No importa que Borges haya muerto a los 86 años: no estaba
maduro para morir. Nadie lo está, cualquiera que sea su edad.
Se puede invertir la frase del filósofo y decir que todos
-el niño y el viejo, el adolescente y el hombre maduro- somos frutos cortados
antes de tiempo. Borges vivió un poco más que Cortázar y Bianco, para hablar de
otros dos queridos escritores argentinos, pero los años que los sobrevivió no
me consuelan de su ausencia definitiva.
Hoy, Borges ha vuelto a ser lo que fue para mí antes de
conocerlo: un libro, una obra. Esa obra es dadora de vida. Su tema es único: el
tiempo y esas invenciones del tiempo que llamamos eternidad.

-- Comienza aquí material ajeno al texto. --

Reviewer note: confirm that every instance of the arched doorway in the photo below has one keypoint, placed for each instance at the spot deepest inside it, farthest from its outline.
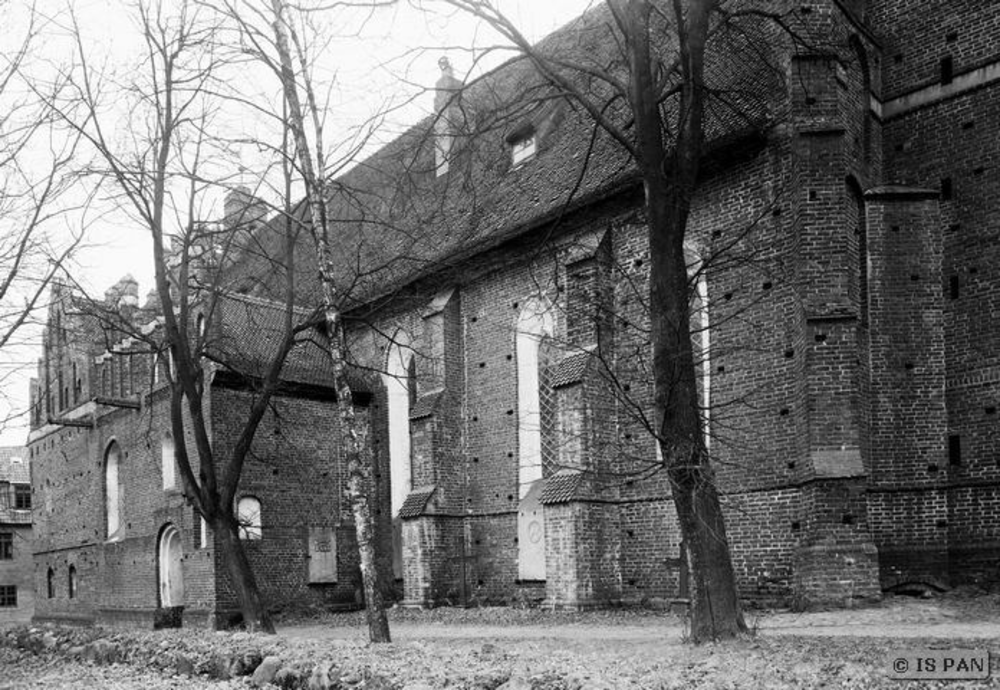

Paraísos y condenas, quimeras que son más reales que la
realidad. Los cuentos, poemas y ensayos de Borges exploran sin cesar y a través
de variaciones prodigiosas este tema único: el hombre perdido en el laberinto
del tiempo, el hombre que se desvanece al contemplarse en el espejo de la
eternidad sin facciones, el paraíso atroz de los inmortales que han vencido a
la muerte, pero no al tiempo, ni a la vejez...
Paradojas
Un tema que se resuelve en paradojas pero también en
realidades incontrovertibles: la realidad de Borges, el poeta metafísico, y la
realidad de su obra. En un continente violento y movido por pasiones oscuras
Borges es un milagro y un reproche.
No venció al tiempo, pero nos dio transparencia y nos hizo
ver que no somos sino configuraciones de tiempo. Por eso su obra nos da vida.